Satgas Tetap Waspada Meski Hotspot Riau Berkurang

id satgas tetap, waspada meski, hotspot riau berkurang

Satgas Tetap Waspada Meski Hotspot Riau Berkurang

Pekanbaru, (antarariau.com) - Satgas Tanggap Darurat Asap terus melakukan upaya pemadaman kebakaran lahan dan hutan dengan kekuatan penuh, meski pantauan satelit menunjukan jumlah titik panas (hotspot) sebagai indikasi kebakaran di Provisi Riau turun drastis.

Dalam rapat koordinasi di Lanud Roesmin Nurjadin Pekanbaru, Rabu, Satgas mengunkapkan data citra satelit NOAA 18 menunjukan hotspot menyisakan 53 titik yang terpantau terakhir pada Selasa (25/6) petang atau turun dari sebelumnya sempat mencapai 265 titik panas.

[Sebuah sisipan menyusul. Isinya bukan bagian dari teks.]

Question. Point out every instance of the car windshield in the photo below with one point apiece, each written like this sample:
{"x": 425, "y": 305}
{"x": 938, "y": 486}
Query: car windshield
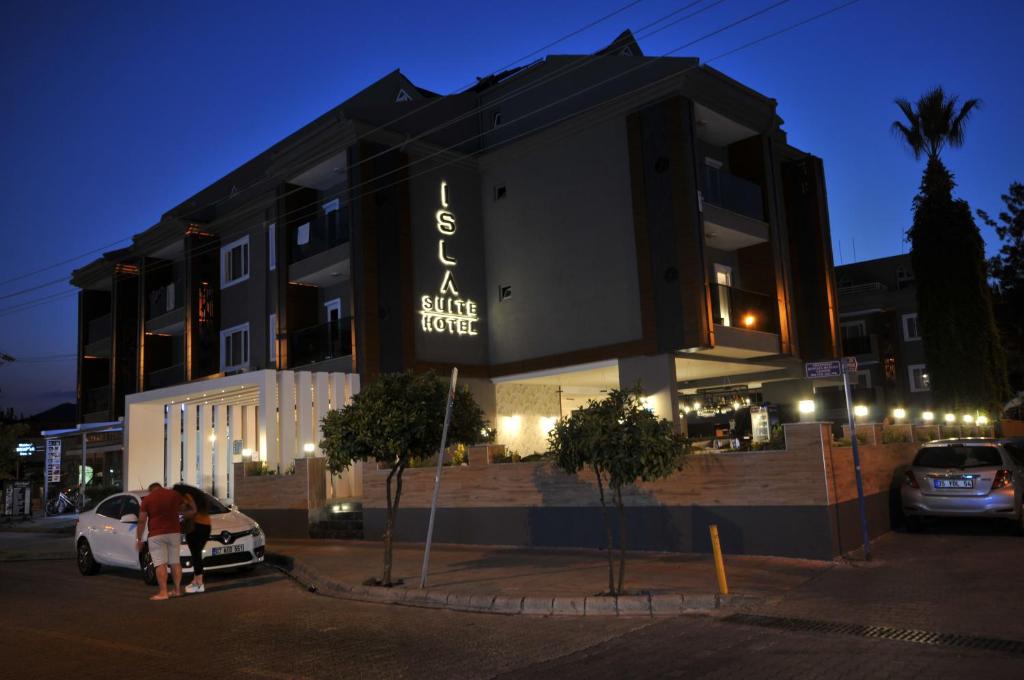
{"x": 957, "y": 457}
{"x": 214, "y": 507}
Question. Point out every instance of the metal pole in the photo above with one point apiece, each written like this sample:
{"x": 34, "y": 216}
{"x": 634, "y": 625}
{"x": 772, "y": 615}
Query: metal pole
{"x": 437, "y": 479}
{"x": 856, "y": 466}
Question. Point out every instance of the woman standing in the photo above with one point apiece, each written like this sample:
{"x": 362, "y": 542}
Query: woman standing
{"x": 197, "y": 528}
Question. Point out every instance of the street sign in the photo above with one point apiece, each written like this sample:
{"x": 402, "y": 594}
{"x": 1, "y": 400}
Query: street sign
{"x": 53, "y": 460}
{"x": 830, "y": 369}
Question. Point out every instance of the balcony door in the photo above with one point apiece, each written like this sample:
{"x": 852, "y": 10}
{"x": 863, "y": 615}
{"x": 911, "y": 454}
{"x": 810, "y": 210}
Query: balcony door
{"x": 332, "y": 309}
{"x": 723, "y": 282}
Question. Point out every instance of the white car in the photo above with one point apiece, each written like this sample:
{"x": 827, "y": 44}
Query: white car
{"x": 105, "y": 537}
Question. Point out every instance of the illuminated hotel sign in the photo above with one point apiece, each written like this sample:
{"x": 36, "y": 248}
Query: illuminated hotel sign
{"x": 446, "y": 311}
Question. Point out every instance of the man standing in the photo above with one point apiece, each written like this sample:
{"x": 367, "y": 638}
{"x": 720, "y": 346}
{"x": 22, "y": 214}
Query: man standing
{"x": 160, "y": 509}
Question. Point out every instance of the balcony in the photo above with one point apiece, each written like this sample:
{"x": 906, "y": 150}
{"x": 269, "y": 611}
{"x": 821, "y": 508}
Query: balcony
{"x": 858, "y": 345}
{"x": 323, "y": 234}
{"x": 96, "y": 400}
{"x": 171, "y": 375}
{"x": 322, "y": 342}
{"x": 745, "y": 309}
{"x": 732, "y": 193}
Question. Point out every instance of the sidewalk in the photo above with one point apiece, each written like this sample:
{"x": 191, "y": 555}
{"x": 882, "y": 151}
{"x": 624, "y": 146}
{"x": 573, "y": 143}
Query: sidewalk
{"x": 509, "y": 580}
{"x": 40, "y": 524}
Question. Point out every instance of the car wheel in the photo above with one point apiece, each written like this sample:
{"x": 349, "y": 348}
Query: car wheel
{"x": 87, "y": 565}
{"x": 148, "y": 570}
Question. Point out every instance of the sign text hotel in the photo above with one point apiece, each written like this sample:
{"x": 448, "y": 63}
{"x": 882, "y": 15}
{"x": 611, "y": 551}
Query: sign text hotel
{"x": 446, "y": 311}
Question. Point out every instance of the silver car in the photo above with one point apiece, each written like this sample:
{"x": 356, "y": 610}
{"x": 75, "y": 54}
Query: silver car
{"x": 971, "y": 477}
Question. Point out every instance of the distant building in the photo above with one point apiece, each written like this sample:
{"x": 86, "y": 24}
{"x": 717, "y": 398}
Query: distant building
{"x": 879, "y": 325}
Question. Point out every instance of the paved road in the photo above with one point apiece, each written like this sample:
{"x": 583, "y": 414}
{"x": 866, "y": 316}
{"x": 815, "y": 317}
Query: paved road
{"x": 54, "y": 623}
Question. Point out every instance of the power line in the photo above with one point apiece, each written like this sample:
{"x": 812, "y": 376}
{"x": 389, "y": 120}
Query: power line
{"x": 568, "y": 68}
{"x": 549, "y": 124}
{"x": 401, "y": 117}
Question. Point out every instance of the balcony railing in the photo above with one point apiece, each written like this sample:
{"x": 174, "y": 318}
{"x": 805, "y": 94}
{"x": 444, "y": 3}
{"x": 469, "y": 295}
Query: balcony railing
{"x": 745, "y": 309}
{"x": 325, "y": 232}
{"x": 96, "y": 399}
{"x": 732, "y": 193}
{"x": 322, "y": 342}
{"x": 97, "y": 329}
{"x": 171, "y": 375}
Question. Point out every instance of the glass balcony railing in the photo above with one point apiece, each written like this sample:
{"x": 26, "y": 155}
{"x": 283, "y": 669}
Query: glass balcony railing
{"x": 96, "y": 399}
{"x": 322, "y": 342}
{"x": 318, "y": 235}
{"x": 745, "y": 309}
{"x": 172, "y": 375}
{"x": 97, "y": 329}
{"x": 732, "y": 193}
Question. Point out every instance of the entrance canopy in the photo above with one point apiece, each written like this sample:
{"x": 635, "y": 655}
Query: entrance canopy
{"x": 195, "y": 432}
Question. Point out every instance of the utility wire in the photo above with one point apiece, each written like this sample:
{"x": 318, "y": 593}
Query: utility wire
{"x": 401, "y": 117}
{"x": 572, "y": 115}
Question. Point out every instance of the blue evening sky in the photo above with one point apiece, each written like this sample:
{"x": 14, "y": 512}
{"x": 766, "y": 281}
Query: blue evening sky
{"x": 114, "y": 112}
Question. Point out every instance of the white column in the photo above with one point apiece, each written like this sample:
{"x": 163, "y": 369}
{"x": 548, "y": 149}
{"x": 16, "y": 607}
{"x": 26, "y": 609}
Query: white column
{"x": 248, "y": 429}
{"x": 321, "y": 407}
{"x": 286, "y": 423}
{"x": 205, "y": 478}
{"x": 221, "y": 452}
{"x": 142, "y": 461}
{"x": 303, "y": 410}
{"x": 188, "y": 434}
{"x": 174, "y": 444}
{"x": 268, "y": 420}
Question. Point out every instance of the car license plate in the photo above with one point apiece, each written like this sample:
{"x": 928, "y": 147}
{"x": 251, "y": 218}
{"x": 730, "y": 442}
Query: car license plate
{"x": 954, "y": 483}
{"x": 226, "y": 550}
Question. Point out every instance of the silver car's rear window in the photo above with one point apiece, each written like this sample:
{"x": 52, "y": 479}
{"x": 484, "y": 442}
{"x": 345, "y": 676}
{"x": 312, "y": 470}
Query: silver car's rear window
{"x": 957, "y": 457}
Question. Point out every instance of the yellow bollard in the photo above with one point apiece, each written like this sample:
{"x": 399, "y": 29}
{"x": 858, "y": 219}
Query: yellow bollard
{"x": 723, "y": 587}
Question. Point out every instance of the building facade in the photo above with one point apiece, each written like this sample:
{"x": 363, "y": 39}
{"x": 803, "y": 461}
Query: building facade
{"x": 559, "y": 229}
{"x": 879, "y": 325}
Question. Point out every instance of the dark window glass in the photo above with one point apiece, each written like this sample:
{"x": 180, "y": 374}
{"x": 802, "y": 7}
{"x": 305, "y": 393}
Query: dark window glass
{"x": 111, "y": 507}
{"x": 130, "y": 507}
{"x": 957, "y": 457}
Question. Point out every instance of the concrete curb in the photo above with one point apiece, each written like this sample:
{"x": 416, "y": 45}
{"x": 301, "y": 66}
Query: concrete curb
{"x": 536, "y": 605}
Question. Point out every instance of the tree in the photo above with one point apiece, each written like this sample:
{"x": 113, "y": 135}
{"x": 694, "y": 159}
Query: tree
{"x": 395, "y": 420}
{"x": 966, "y": 363}
{"x": 623, "y": 442}
{"x": 1007, "y": 270}
{"x": 10, "y": 434}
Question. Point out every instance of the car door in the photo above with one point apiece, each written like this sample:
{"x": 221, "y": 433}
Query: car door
{"x": 123, "y": 537}
{"x": 108, "y": 517}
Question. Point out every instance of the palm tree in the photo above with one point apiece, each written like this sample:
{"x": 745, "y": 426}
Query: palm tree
{"x": 933, "y": 122}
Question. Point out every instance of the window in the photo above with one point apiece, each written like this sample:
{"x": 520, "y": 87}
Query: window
{"x": 910, "y": 328}
{"x": 271, "y": 330}
{"x": 111, "y": 507}
{"x": 271, "y": 247}
{"x": 919, "y": 378}
{"x": 130, "y": 507}
{"x": 235, "y": 348}
{"x": 235, "y": 262}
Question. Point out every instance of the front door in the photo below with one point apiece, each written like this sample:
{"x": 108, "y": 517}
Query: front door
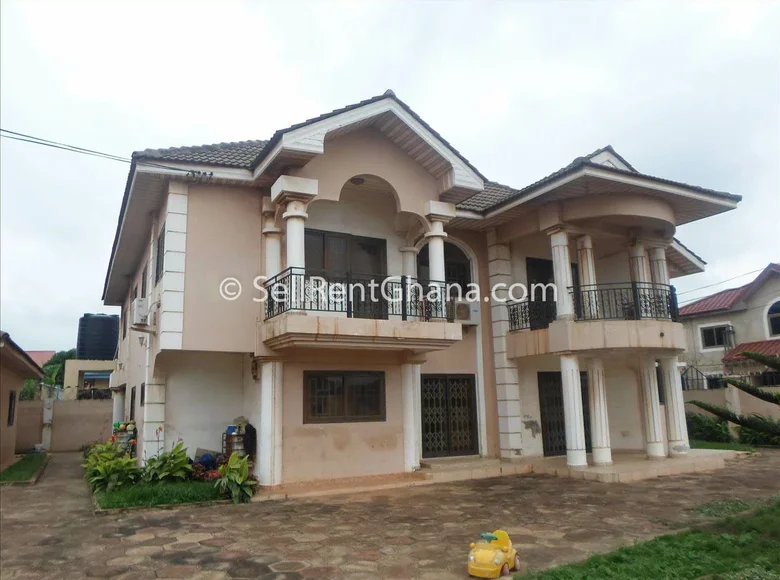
{"x": 553, "y": 420}
{"x": 449, "y": 415}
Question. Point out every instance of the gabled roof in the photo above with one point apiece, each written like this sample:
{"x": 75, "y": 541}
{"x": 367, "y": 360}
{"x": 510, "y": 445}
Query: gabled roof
{"x": 727, "y": 299}
{"x": 768, "y": 347}
{"x": 500, "y": 195}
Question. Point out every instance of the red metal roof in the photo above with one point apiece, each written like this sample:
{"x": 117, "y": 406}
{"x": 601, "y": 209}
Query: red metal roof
{"x": 726, "y": 299}
{"x": 769, "y": 347}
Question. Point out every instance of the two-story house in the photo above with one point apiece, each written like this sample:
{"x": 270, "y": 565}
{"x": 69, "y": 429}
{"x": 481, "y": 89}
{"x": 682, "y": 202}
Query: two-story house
{"x": 230, "y": 262}
{"x": 722, "y": 325}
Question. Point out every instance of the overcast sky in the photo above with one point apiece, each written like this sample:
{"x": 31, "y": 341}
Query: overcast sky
{"x": 687, "y": 91}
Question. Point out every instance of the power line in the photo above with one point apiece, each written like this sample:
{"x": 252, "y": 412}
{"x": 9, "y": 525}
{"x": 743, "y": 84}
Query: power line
{"x": 83, "y": 151}
{"x": 716, "y": 284}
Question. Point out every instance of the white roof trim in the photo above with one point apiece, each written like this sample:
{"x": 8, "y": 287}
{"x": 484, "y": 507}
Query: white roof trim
{"x": 311, "y": 139}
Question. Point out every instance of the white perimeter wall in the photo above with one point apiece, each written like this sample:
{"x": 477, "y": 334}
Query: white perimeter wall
{"x": 204, "y": 394}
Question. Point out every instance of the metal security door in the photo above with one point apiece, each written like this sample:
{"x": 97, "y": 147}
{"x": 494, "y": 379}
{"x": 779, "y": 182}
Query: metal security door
{"x": 449, "y": 415}
{"x": 553, "y": 420}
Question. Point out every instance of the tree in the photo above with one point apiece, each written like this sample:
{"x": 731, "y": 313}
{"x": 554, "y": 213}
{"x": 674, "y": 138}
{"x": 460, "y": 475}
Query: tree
{"x": 765, "y": 427}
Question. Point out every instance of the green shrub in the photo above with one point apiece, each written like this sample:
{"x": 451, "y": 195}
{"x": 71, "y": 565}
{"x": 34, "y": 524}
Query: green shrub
{"x": 235, "y": 481}
{"x": 172, "y": 465}
{"x": 114, "y": 473}
{"x": 706, "y": 428}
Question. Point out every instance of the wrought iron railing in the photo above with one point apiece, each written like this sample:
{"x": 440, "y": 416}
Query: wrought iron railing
{"x": 625, "y": 301}
{"x": 357, "y": 295}
{"x": 531, "y": 314}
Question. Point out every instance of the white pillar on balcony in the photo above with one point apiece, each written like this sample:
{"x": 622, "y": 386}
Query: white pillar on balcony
{"x": 269, "y": 461}
{"x": 272, "y": 240}
{"x": 576, "y": 456}
{"x": 510, "y": 417}
{"x": 118, "y": 409}
{"x": 674, "y": 405}
{"x": 599, "y": 419}
{"x": 559, "y": 244}
{"x": 659, "y": 271}
{"x": 651, "y": 406}
{"x": 637, "y": 261}
{"x": 408, "y": 394}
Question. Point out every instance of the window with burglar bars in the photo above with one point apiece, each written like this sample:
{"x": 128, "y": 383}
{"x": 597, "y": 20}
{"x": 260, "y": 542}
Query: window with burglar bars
{"x": 343, "y": 396}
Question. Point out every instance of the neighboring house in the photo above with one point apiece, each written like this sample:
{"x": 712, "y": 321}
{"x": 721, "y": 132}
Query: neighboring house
{"x": 721, "y": 326}
{"x": 41, "y": 357}
{"x": 15, "y": 367}
{"x": 345, "y": 387}
{"x": 87, "y": 376}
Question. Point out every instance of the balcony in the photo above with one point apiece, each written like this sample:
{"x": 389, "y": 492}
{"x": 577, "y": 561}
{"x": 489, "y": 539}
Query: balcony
{"x": 630, "y": 315}
{"x": 305, "y": 309}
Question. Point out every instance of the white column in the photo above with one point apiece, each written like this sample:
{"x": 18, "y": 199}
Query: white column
{"x": 637, "y": 262}
{"x": 154, "y": 418}
{"x": 118, "y": 410}
{"x": 587, "y": 274}
{"x": 576, "y": 456}
{"x": 659, "y": 272}
{"x": 599, "y": 420}
{"x": 510, "y": 423}
{"x": 651, "y": 406}
{"x": 269, "y": 469}
{"x": 272, "y": 239}
{"x": 411, "y": 462}
{"x": 295, "y": 224}
{"x": 559, "y": 244}
{"x": 674, "y": 405}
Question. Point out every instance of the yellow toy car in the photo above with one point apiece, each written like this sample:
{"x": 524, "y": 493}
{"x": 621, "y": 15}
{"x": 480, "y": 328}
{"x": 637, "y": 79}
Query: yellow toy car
{"x": 493, "y": 556}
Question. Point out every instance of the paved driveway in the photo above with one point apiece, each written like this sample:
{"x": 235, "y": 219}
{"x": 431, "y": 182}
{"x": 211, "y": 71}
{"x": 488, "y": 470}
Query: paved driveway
{"x": 48, "y": 531}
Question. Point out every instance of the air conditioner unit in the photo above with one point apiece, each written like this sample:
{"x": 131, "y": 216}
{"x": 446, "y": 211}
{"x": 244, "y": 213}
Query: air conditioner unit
{"x": 140, "y": 312}
{"x": 466, "y": 312}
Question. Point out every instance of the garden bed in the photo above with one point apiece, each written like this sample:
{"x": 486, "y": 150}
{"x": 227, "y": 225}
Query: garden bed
{"x": 26, "y": 471}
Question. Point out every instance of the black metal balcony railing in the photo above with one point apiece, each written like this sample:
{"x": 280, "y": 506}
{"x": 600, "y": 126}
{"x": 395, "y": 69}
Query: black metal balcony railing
{"x": 625, "y": 301}
{"x": 621, "y": 301}
{"x": 295, "y": 289}
{"x": 531, "y": 315}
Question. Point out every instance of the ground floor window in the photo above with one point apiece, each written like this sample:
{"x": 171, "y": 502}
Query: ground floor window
{"x": 343, "y": 396}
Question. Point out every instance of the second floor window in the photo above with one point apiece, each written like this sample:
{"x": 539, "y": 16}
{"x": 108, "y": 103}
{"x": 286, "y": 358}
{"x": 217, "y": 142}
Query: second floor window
{"x": 159, "y": 255}
{"x": 714, "y": 336}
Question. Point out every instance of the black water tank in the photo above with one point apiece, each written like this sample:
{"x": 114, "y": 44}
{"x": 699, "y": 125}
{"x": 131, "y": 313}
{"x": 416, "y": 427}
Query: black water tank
{"x": 98, "y": 334}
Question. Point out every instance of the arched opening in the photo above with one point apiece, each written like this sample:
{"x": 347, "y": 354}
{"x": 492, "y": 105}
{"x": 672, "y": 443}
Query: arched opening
{"x": 457, "y": 265}
{"x": 773, "y": 319}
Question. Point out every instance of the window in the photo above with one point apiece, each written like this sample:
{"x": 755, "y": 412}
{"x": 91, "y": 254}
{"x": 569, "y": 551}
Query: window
{"x": 343, "y": 396}
{"x": 714, "y": 336}
{"x": 774, "y": 319}
{"x": 143, "y": 281}
{"x": 159, "y": 255}
{"x": 11, "y": 407}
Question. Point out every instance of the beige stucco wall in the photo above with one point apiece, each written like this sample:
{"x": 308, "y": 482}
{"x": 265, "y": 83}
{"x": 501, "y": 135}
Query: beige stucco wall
{"x": 75, "y": 423}
{"x": 336, "y": 450}
{"x": 368, "y": 152}
{"x": 29, "y": 425}
{"x": 203, "y": 395}
{"x": 224, "y": 237}
{"x": 10, "y": 380}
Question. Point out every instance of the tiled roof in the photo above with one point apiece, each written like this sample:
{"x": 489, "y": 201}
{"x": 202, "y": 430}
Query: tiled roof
{"x": 237, "y": 154}
{"x": 768, "y": 347}
{"x": 726, "y": 299}
{"x": 722, "y": 300}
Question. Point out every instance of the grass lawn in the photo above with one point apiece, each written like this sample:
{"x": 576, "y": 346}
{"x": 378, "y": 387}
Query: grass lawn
{"x": 149, "y": 494}
{"x": 696, "y": 444}
{"x": 23, "y": 469}
{"x": 745, "y": 547}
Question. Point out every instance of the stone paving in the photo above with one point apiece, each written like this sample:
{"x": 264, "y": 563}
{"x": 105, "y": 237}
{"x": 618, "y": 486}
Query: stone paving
{"x": 49, "y": 531}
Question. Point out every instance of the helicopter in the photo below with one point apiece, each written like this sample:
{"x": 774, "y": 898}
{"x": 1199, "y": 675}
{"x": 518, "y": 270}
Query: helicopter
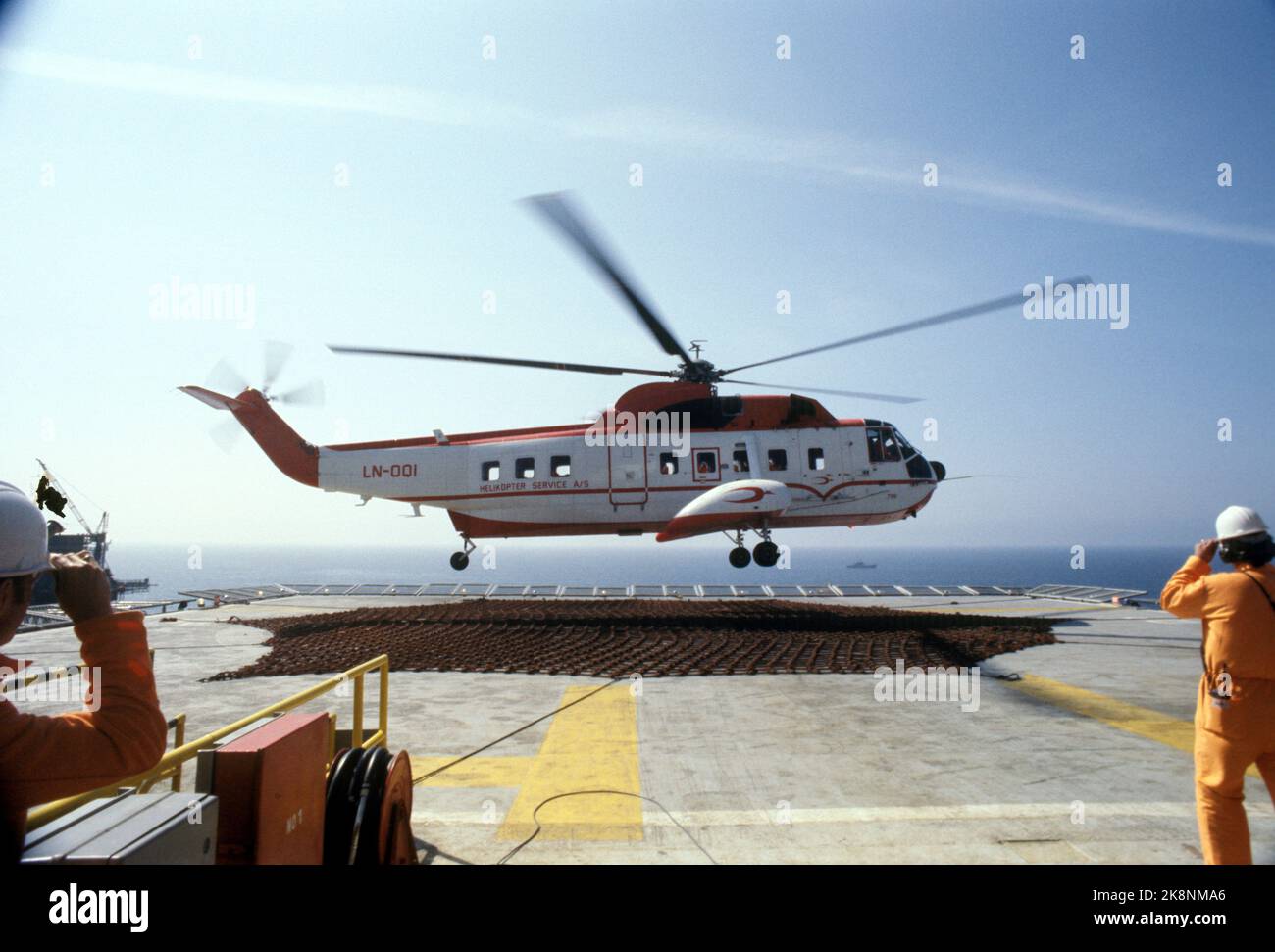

"Kami tetap terus melakukan pemadaman secara maksimal baik dari darat dan udara," kata Komandan Satgas Tanggap Darurat Asap Brigjen TNI Teguh Rahardjo.

Ia mengatakan, pemadaman lewat darat akan mulai menggerakan 2.252 personel gabungan. Mereka terdiri dari 600 Kostrad TNI AD, 600 Marinir TNI AL, 630 Paskhas TNI AU, 320 polisi, serta 102 dari BNPB dan Kementerian Kehutanan.

Mereka akan digerakan ke lokasi kebakaran paling parah, yakni ke daerah sekitar Kabupaten Bengkalis, Rokan Hilir dan Dumai.

Sedangkan, upaya pemadaman udara, Satgas mendapat bantuan empat helikopter dari perusahaan industri kehutanan di Riau, yakni PT Riau Andalan Pulp and Paper (RAPP) dan PT Arara Abadi.

Dengan begitu, jumlah kekuatan udara untuk membantu pemadaman bertambah jadi enam dari sebelumnya dari Badan Nasional Penanggulangan Bencana (BNPB).

"Kita tidak boleh cepat senang dengan kondisi yang ada sekarang ini. Koordinasi pasukan di darat dan udara harus diutamakan untuk optimalisasi pemadaman," tegas Teguh yang juga Komandan Korem 031/Wirabima.

Kepala Badan Meteorologi Klimatologi dan Geofisika (BMKG) Sri Woro B. Harijono dalam rapat itu mengatakan, kondisi cuaca kemarau dan kering diperkirakan masih akan terjadi hingga bulan September. Sebabnya, badai siklon tropis berpeluang untuk bermunculan yang bisa menyedot uap air dan mengurangi awan untuk proses hujan buatan dalam modifikasi cuaca.

"Ini baru permulaan karena sejarahnya siklus ini terjadi lima tahun sekali, dimana satu badai siklon tropis habis dan muncul lainnya lagi. Jadi kemungkinan hujan sesungguhnya baru bisa terjadi setelah bulan September dan Oktober," kata Sri Woro.

Koordinator Pusat Data BNPB Agus Wibowo mengatakan menurunnya titik panas bisa terjadi karena keberhasilan upaya pemadaman dari darat dan udara, serta upaya hujan buatan. Namun, itu belum bisa menjadi acuan sedang terjadi tren penurunan kebakaran lahan, karena kemungkinan bisa naik lagi karena faktor cuaca kering.

Selain itu, kondisi angin memang melemah, namun masih mencapai ke negara tetangga terutama ke Malaysia.

"Asap makin menumpuk di Sumatera, khususnya di bagian Utara. Kondisi asap di Singapura makin berkurang karena perubahan angin, namun asap masih akan menyelimuti Malaysia," ujar Agus.

Koordinator Lapangan Modifikasi Cuaca pada Badan Pengkajian dan Penerapan Teknologi (BPPT) Erwin Mulyana mengatakan berkurangnya kekuatan badai siklon tropis "Bebinca" membuat proses modifikasi cuaca berjalan lancar.

Penyemaian awan pada Selasa (26/6) berhasil membantu menurunkan hujan dengan intensitas sedang pada hari itu disekitar daerah Kota Dumai dan Pekanbaru.

"Kondisi awan sekarang juga makin banyak, tidak seperti sebelumnya sehingga kami menjadwalkan penyemaian awan bisa sampai dua kali menggunakan pesawat Hercules," kata Erwin.

Selama empat hari terakhir, BPPT sudah menaburkan 10 ton garam untuk menyemai awan.